Penyebab Rudapaksa Anak Di Bawah Umur Meningkat, Ini Kata Psikolog
Faktor ekonomi keluarga memegang peran penting pada rasa empati anak
9 Oktober 2024
Follow Popmama untuk mendapatkan informasi terkini. Klik untuk follow WhatsApp Channel & Google News
Belakangan ini, meningkat kasus rudapaksa yang dilakukan anak di bawah umur di Indonesia. Salah satu yang ramai diperbincangkan pada September 2024 lalu adalah kasus empat anak di bawah umur di Palembang tega bunuh siswi SMP (13) usai melakukan rudapaksa.
Mirisnya, pelakunya merupakan kekasih korban IS (16), bersama tiga rekannya MZ (13), NS (12), dan AS (12).

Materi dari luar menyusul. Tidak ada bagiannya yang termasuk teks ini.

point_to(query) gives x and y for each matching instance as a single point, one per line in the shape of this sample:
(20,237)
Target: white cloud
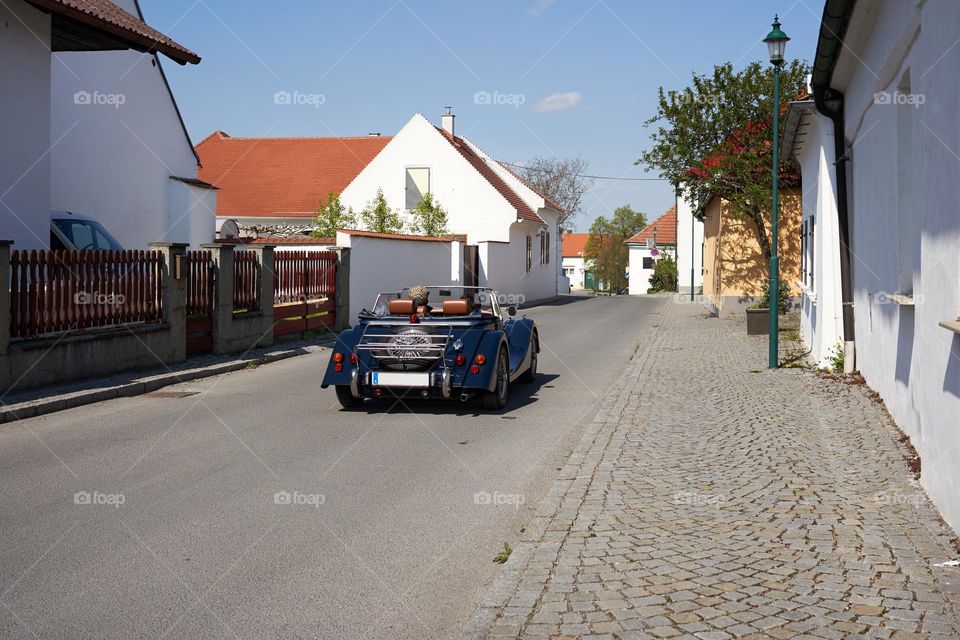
(538,9)
(558,101)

Diketahui pula bahwa IS kerap menonton film porno, sehingga membuatnya berhasrat untuk melakukan hal tak senonoh kepada korban.
Psikolog Anak dan Keluarga sekaligus Head of School Sekolah Cikal Tari Sandjojo M.Psi memberikan penjelasan terkait faktor pemicu meningkatnya kasus rudapaksa anak di bawah umur.
Dari sisi psikologis, terdapat tiga pemicu utama yang membuat hal ini bisa terjadi. Lantas, apa faktor penyebab rudapaksa anak di bawah umur meningkat?
Simak ulasannya telah Popmama.com rangkum berdasarkan penjelasan Psikologi Anak dan Keluarga.
Editors' Pick
1. Kurangnya percakapan dan keterbukaan orangtua dengan anak di fase remaja
Penting sekali keterbukaan orangtua untuk membangun percakapan tentang seksualitas anak, khususnya bagi anak yang sudah memasuki fase remaja.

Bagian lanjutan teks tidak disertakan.